Der Millionär Rainer Gläß will den Fichtelberg kaufen. Nicht als Investor, wie er betont, sondern als Entwicklungshelfer. Doch ist Oberwiesenthal bereit für den Neustart?

Lesedauer: 7 Minuten

Man sieht Millionär Rainer Gläß
Blick in die Zukunft eines Wintersportortes: Rainer Gläß sagt, er sei nicht nach Oberwiesenthal gekommen, um noch reicher zu werden. Er wolle Aufbruchstimmung verbreiten. Quelle: Thomas Kretschel

Henry Berndt

Oberwiesenthal. Einmal geht noch. Durch die Fenster der Schwebebahn sieht man Väter und Mütter, die ihren Nachwuchs tapfer auf dem Schlitten den Berg hochziehen. Der Zauberteppich auf der anderen Seite des Seils ist noch geschlossen. Beim Start der Bahn an der Bergstation dudelt die Melodie von „Das Wandern ist des Müllers Lust“. Der Schaffner verdreht die Augen. „Ich kann es nicht mehr hören“, sagt er, „aber der Code ist nicht mehr auffindbar, und wir können das nicht mehr umstellen.“ Eine ziemlich betrunkene Gruppe mittelalter Berliner mit roten Wangen summt fröhlich mit.

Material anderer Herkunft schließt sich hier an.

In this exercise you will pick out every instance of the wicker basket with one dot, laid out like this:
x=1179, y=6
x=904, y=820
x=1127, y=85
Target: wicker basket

Konkurs, Zwangsversteigerung, Stillstand, Demontage

Die 1924 gebaute Seilschwebebahn ist die älteste ihrer Art in Deutschland und das Wahrzeichen von Oberwiesenthal. In ihrer hundertjährigen Geschichte hat sie schon einiges mitgemacht. Konkurs, Zwangsversteigerung, Stillstand, Demontage. Irgendwas und irgendjemand hat die Bahn immer wieder nach oben gezogen.

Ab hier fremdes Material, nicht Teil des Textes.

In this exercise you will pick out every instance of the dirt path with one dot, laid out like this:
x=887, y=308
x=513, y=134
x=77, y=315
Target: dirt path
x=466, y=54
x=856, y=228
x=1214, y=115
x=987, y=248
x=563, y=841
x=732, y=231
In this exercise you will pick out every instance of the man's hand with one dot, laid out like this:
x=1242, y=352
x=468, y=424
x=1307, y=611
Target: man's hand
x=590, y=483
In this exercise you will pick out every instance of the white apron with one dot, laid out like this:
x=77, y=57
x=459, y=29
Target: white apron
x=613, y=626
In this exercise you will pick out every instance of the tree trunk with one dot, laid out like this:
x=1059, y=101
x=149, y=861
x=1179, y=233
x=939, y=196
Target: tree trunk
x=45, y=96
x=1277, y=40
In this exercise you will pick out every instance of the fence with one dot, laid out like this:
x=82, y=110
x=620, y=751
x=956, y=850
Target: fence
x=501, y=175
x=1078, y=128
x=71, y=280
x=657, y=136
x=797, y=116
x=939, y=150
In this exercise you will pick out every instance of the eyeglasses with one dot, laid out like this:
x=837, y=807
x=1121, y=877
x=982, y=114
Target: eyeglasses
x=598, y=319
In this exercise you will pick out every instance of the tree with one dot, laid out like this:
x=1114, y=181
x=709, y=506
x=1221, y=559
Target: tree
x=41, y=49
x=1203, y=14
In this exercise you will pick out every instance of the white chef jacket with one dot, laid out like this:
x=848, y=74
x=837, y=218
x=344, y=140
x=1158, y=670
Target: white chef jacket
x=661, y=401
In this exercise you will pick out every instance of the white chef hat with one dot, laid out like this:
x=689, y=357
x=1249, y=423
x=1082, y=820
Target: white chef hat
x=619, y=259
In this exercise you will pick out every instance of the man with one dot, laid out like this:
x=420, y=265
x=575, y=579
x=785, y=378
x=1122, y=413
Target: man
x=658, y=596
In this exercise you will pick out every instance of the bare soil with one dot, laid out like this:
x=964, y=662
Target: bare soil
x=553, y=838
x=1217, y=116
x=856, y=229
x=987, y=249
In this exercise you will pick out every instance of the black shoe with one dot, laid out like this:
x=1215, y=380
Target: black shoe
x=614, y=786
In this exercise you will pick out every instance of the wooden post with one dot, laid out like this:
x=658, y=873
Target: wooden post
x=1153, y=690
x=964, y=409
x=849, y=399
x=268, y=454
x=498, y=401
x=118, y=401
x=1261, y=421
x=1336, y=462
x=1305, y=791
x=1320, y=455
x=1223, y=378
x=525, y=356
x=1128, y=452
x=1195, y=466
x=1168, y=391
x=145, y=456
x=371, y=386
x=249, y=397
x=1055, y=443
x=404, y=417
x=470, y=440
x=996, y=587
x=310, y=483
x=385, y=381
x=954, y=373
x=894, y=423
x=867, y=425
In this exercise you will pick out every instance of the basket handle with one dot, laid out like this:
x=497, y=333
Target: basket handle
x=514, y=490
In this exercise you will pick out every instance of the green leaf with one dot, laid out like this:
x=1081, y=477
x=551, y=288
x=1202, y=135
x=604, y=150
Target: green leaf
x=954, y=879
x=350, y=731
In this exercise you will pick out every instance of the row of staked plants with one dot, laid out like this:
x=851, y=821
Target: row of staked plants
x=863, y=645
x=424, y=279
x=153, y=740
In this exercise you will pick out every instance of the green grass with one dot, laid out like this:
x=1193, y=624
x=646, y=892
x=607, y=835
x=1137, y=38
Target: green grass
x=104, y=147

Mit der Wende wurde der VEB Fichtelberg-Schwebebahn in eine GmbH in Besitz der Stadt umgewandelt. 2010 beschloss der Stadtrat zunächst den Bau einer komplett neuen Anlage, doch der Plan scheiterte am Geld und am Widerstand der Bürger, die ihre „alte Dame“ behalten wollten. Ein Jahr später entschied man sich doch für die Sanierung.

Die historische Schwebebahn in Oberwiesenthal hat in ihrer hundertjährigen Geschichte schon viel erlebt. Bald wird sie den Besitzer wechseln.
Quelle: Jan Woitas/dpa

Schon seit 1999 rotiert gleich nebenan ein Vierersessellift am Hang, betrieben von der privaten LGO Liftgesellschaft mbH. Geschäftsführer ist Constantin Gläß, einer der Söhne von Rainer Gläß, einem Geschäftsmann aus dem Vogtland. Einem ziemlich erfolgreichen.

Nach einem Informatikstudium an der TU Dresden gründet Rainer Gläß, Jahrgang 1959, nach der Wiedervereinigung mit einem Partner die G&K Datensysteme GmbH. Sie ist spezialisiert auf Software-Lösungen für große Einzelhandelsunternehmen. Die heute mehr als 1.200 Mitarbeiter arbeiten an sechzehn Standorten, unter anderem in den USA, Südafrika und Singapur. Gesamtumsatz 2023: 172,5 Millionen Euro.

Neues Unternehmen wird bereits aufgebaut

Diese erstaunliche Entwicklung bleibt nicht unbemerkt. 2018 wird Gläß als Sachsens Unternehmer des Jahres ausgezeichnet. Im selben Jahr erhält er das Bundesverdienstkreuz. 2023 entscheidet er sich, seine Anteile an den japanischen Konzern Fujitsu zu verkaufen. Zeit für den Ruhestand also? Mitnichten. In seiner Heimatstadt Schöneck baut er bereits eine neue Softwarefirma auf, die bereits wieder 70 Mitarbeiter hat. Ach ja, und nebenbei will er noch das Skigebiet der höchstgelegenen Stadt Deutschlands retten.

Ganz aus dem Nichts kommt die Idee nicht. Mit Oberwiesenthal fühlt sich die Familie schon seit drei Generationen verbunden. Vater Siegfried Gläß erfand die erzgebirgische Kammloipe, Sohn Rainer arbeitete 1982 als Skilehrer am Fichtelberg und seine Söhne fuhren dort schon Skirennen für den Skiclub Schöneck.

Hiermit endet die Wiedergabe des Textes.